La verità di cui si teme il disvelamento è che la piccola élite del G8 è sorpassata, non è neanche più élite. Le idee nuove sulla crisi sono venute non dall’Europa o dall’America ma dalla Cina, che con realismo vede il declino del dollaro e con questa visione attrae un numero crescente di Paesi: non solo il governo russo che per primo ha denunciato il pericolo del dollaro-moneta di riserva mondiale ma anche Indonesia, Filippine, Malaysia, Argentina, Venezuela. La Cina non solo è più inventiva: il racconto che fa del mondo - lo spiega bene lo storico Paul Kennedy sull’Herald Tribune del 2 aprile - fotografa il reale e le necessità del domani con fedeltà difficilmente confutabile.
Il racconto veritiero sul mondo che abitiamo - il filosofo Paul Ricoeur lo chiama la «narrativa» - è da tempo usato nelle terapie dei tossicodipendenti, per la ricostituzione di identità frantumate. È utile anche per la tossicodipendenza delle nostre società e dei loro governanti: aiuta a comprendere meglio le rivolte che si estendono, la questione sociale che si risveglia, Marx che secondo Paul Kennedy rinasce.
È futile parlare di piagnoni o fannulloni: i tumulti di questi giorni a Londra e Strasburgo, ma ancor più i sequestri di manager o l’ira contro i ricchi che si moltiplicano in Francia, sono segni ominosi. Alle rivolte partecipano sempre più lavoratori - scrive il sociologo Carlo Trigilia che le analizza con lucidità - e a esse occorre replicare riconoscendo gli effetti sociali della crisi e dando ai minacciati più giustizia e protezione (Sole- 24 Ore, 2 aprile). Anche Obama ha parlato di violenza, vedendola come fenomeno della società-mondo, e sembra desideroso di opporre un suo racconto della crisi al racconto ostile che va gonfiandosi. Ha cominciato col descrivere il proprio Paese, denunciando la fede nel mercato che per anni l’ha cattivato e annunciando che l’America di domani non sarà più il Paese che era: «Voracemente consumatore», drogato dall’indebitamento, incapace di risparmiare. Un mercato ideale per tanti.

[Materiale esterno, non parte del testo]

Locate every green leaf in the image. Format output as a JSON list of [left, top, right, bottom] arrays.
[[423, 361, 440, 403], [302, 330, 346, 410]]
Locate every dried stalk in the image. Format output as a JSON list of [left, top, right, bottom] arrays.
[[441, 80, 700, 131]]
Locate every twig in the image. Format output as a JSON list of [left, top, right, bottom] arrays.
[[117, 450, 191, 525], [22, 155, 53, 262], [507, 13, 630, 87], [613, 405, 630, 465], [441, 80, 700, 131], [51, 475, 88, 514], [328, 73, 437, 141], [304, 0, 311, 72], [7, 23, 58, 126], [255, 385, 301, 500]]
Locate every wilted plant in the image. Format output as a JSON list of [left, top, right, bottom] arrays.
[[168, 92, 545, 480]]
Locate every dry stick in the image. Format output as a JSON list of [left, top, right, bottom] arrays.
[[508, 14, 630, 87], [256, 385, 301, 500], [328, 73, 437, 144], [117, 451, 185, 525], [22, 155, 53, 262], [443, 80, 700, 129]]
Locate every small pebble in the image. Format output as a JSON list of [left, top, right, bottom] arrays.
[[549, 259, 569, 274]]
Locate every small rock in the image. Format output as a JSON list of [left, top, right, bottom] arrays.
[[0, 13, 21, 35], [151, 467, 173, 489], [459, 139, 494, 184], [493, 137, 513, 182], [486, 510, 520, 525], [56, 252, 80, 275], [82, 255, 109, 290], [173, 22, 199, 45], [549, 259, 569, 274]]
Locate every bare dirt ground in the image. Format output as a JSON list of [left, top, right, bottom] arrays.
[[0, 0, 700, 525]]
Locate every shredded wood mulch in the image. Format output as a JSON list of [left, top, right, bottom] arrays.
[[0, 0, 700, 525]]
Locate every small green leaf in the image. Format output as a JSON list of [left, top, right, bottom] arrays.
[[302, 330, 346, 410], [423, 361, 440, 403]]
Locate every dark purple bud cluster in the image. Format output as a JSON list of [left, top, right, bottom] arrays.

In un saggio scritto nel 1926 su Montesquieu, Paul Valéry racconta la Francia prima della rivoluzione e narra un Paese arguto ma smarrito: «Senza che nulla di visibile sia mutato (nelle istituzioni dell’epoca), esse non hanno più altro che la bella presenza. Il loro avvenire si è segretamente esaurito. Il corpo sociale perde dolcemente il domani. È l’ora del godimento e del consumo generalizzato». È un Settecento adorabile e tuttavia viziato, senza futuro. Non diverso da quello dipinto da Samuel Johnson: affetto da credulità, interesse miope, disamore della verità. Un mondo che precede le guerre, le rivoluzioni, e se tutto va bene le grandi trasformazioni.